Na classe política, alguns exemplos chegam a ser anedóticos. Rodrigo Maia, defensor da agenda do mercado, enquadrou os financistas quando estes pressionaram pelo fim da quarentena. Maia foi direto ao ponto ao dizer que os investidores deveriam arcar com as perdas, já que assumiram o risco na Bolsa de Valores. Outro exemplo foi o deputado Alexandre Frota. Ex-membro da extrema-direita bolsonarista, agora defende em sua conta do twitter a taxação de grandes fortunas e de lucros e dividendos. Aliás, foi o senador Plínio Valério do PSDB-AM, enfatizo, do PSDB, que propôs o projeto de lei de taxação de grandes fortunas para bancar as contas da saúde pública. Boa parte da direita parece ter virado socialdemocrata.

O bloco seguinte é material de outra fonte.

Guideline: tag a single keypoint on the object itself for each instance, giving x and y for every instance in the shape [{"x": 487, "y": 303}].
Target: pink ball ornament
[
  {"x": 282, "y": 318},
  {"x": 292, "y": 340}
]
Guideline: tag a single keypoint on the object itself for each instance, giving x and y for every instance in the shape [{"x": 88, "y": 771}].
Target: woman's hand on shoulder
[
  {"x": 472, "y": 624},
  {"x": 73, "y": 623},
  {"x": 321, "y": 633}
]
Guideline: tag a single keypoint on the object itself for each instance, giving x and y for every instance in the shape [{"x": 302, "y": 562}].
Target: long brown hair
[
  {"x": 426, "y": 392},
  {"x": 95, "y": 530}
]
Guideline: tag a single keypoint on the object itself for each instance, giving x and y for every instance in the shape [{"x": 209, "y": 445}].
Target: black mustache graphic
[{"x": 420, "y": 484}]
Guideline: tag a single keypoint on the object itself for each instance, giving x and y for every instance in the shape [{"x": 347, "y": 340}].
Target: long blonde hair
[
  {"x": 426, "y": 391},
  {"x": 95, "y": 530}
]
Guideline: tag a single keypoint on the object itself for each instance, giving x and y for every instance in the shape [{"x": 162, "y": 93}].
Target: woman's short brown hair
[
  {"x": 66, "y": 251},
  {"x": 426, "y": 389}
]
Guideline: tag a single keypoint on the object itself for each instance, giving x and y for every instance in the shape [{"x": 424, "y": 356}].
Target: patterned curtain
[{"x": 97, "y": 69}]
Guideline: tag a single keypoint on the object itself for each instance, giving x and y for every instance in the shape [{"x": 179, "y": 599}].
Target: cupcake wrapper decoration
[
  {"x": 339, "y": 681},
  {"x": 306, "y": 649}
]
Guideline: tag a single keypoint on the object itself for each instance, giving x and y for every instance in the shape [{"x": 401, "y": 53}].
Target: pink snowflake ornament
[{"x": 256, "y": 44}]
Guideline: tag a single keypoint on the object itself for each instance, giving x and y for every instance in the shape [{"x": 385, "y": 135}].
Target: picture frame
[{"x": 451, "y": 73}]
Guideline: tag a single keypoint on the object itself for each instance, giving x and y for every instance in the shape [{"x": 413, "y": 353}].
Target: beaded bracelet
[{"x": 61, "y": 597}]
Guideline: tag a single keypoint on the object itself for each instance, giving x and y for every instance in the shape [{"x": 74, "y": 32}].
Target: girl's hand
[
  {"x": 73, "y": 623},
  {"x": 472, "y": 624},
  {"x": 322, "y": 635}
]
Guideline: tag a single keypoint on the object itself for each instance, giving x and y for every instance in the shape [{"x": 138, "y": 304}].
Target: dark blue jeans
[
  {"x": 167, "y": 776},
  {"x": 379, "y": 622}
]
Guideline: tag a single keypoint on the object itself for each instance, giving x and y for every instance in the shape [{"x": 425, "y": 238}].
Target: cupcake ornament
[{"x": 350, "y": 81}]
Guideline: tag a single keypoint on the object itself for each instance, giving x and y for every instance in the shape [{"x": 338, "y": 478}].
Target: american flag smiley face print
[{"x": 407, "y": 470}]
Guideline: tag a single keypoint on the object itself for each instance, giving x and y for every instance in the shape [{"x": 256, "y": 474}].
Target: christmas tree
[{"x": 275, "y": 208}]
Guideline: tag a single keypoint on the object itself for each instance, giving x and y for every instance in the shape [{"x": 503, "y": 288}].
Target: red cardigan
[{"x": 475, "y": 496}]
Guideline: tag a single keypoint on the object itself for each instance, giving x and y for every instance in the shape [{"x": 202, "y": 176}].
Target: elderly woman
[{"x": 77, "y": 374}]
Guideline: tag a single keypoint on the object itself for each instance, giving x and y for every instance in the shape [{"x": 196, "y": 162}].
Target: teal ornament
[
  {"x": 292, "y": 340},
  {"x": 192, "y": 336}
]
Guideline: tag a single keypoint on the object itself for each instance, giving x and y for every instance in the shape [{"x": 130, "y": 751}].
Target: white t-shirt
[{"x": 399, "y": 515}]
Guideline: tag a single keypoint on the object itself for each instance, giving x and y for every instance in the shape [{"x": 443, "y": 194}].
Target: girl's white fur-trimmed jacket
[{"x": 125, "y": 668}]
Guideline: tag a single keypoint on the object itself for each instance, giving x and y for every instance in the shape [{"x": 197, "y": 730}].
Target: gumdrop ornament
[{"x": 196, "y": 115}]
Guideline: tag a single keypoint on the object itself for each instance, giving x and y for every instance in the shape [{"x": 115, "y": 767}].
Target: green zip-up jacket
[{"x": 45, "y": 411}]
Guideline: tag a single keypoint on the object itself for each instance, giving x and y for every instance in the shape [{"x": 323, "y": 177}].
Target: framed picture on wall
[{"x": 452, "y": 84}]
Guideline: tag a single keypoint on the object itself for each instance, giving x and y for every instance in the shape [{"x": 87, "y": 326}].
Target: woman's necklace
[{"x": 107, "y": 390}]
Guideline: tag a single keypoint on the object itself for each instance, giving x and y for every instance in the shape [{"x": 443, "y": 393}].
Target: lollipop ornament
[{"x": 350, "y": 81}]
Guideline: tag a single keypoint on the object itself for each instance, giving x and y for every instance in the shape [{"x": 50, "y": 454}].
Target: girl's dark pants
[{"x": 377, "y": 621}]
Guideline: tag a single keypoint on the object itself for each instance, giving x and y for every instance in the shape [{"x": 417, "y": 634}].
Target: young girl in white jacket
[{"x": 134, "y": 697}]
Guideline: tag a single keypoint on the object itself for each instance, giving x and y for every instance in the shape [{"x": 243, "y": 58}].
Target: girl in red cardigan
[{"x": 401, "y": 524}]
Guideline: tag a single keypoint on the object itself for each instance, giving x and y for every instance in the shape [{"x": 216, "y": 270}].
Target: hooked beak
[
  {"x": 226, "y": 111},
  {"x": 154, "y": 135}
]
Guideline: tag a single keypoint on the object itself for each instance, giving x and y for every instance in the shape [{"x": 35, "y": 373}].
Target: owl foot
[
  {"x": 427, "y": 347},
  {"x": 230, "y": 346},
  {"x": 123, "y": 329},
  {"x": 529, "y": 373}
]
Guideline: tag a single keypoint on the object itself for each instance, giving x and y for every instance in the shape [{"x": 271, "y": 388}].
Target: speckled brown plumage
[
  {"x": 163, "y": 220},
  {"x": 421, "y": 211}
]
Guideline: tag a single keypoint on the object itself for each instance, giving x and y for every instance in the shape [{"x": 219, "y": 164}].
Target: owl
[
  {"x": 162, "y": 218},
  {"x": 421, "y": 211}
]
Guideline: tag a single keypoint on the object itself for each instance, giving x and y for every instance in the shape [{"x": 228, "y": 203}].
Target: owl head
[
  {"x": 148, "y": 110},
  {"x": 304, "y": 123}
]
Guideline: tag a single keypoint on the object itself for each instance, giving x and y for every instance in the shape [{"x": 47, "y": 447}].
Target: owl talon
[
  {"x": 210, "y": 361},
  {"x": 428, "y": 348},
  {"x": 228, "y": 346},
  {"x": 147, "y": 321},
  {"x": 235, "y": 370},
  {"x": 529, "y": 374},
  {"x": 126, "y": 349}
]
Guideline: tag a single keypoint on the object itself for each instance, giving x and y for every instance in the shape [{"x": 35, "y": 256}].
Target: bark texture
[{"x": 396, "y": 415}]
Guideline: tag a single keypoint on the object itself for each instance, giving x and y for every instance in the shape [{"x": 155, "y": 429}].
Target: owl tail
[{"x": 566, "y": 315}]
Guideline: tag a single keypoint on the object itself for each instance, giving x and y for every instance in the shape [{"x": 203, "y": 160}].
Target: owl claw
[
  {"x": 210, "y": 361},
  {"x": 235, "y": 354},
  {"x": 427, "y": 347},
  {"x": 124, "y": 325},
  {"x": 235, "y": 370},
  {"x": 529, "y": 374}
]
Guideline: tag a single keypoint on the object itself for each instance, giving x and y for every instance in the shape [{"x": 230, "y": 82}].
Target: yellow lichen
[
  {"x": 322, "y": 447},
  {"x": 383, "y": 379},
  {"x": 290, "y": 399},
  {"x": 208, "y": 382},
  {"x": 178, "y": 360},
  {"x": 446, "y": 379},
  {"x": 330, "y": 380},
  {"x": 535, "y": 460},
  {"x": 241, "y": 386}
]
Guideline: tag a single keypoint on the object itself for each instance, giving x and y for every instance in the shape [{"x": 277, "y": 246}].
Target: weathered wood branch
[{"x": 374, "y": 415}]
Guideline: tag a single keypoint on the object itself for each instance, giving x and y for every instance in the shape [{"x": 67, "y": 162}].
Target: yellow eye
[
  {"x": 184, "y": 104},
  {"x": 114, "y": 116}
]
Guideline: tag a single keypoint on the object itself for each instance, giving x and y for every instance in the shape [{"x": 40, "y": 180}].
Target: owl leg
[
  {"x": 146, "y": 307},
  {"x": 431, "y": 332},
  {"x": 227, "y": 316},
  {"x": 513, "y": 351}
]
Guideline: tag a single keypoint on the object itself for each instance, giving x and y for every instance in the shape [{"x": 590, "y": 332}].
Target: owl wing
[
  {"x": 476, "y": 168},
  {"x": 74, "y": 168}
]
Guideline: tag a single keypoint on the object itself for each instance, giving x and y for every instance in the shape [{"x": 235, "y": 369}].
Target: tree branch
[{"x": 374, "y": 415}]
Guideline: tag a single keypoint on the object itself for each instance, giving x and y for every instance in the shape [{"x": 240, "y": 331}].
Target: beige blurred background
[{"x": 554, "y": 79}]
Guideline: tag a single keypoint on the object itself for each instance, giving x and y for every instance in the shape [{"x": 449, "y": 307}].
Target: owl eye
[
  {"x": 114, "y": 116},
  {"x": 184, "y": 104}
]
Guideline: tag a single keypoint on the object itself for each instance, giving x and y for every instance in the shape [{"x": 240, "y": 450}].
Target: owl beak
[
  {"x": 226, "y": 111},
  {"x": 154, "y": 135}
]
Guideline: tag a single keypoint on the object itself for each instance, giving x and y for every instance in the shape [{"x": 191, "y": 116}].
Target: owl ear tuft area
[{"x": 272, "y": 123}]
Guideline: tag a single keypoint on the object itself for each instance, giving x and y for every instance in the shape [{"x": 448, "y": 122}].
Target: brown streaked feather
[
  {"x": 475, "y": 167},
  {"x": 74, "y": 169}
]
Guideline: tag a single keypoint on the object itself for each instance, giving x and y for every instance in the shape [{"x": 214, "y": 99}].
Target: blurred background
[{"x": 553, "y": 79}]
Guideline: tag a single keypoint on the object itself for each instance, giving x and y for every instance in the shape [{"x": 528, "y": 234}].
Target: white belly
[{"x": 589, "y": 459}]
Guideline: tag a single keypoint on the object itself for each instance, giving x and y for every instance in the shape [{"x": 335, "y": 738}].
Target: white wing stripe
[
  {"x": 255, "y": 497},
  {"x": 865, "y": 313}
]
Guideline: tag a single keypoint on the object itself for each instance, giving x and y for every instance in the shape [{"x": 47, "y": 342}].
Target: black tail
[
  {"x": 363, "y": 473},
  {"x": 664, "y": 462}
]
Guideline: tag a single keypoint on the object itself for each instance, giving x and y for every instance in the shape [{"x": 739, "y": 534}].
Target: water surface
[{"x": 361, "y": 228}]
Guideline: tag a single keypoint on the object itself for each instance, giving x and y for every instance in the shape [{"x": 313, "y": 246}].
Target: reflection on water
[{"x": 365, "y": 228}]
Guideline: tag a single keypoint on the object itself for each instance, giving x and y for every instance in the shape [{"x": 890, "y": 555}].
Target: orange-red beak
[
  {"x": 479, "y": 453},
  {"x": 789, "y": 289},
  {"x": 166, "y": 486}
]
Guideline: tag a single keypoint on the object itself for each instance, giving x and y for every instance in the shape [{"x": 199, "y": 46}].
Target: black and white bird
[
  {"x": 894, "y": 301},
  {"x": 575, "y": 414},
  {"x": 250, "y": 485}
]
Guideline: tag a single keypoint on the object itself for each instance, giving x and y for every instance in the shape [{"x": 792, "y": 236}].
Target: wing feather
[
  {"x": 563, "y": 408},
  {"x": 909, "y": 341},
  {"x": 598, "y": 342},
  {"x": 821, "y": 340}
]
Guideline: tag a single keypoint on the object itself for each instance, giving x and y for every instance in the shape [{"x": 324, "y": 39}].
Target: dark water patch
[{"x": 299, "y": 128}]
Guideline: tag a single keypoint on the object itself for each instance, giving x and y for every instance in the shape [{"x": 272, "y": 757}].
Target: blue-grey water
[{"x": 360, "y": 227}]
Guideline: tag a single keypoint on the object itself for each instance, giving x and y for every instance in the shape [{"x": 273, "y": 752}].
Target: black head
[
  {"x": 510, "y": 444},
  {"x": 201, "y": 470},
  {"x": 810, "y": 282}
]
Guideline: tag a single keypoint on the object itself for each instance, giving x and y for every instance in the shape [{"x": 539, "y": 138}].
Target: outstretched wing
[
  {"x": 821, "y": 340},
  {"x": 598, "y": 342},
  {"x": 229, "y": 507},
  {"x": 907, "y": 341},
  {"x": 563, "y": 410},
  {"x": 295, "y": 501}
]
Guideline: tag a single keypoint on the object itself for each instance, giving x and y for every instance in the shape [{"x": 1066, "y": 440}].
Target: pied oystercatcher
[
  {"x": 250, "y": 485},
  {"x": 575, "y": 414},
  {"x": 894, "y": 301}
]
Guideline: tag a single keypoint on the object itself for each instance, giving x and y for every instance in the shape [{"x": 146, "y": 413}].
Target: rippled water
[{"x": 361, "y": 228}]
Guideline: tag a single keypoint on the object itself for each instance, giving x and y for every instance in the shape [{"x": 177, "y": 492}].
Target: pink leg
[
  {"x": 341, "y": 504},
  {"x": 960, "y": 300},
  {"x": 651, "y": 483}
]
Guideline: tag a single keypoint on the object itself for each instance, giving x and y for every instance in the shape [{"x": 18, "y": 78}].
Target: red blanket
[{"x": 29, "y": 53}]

Do dia para a noite, foi redescoberta a importância do Estado para salvaguardar a vida da população, particularmente dos mais vulneráveis. Além da inegável relevância do SUS, outras políticas sociais estão sendo rapidamente adotadas, como um amplo programa de renda mínima, a inclusão de beneficiários no Bolsa Família e programas de manutenção dos empregos. Foram criadas linhas de crédito cujos juros cobrados de pequenos e médios empresários caíram a níveis recentemente inimagináveis. Outras vocações do Estado de repente emergiram, alterando a percepção da sociedade depois de uma década escutando de Think Tanks neoliberais que ele era um roubo que distorcia o paraíso dos livre-mercados. O Estado não é um bloco único, ele é heterogêneo no seu funcionamento e pode operar de diferentes maneiras, algumas delas emancipadoras.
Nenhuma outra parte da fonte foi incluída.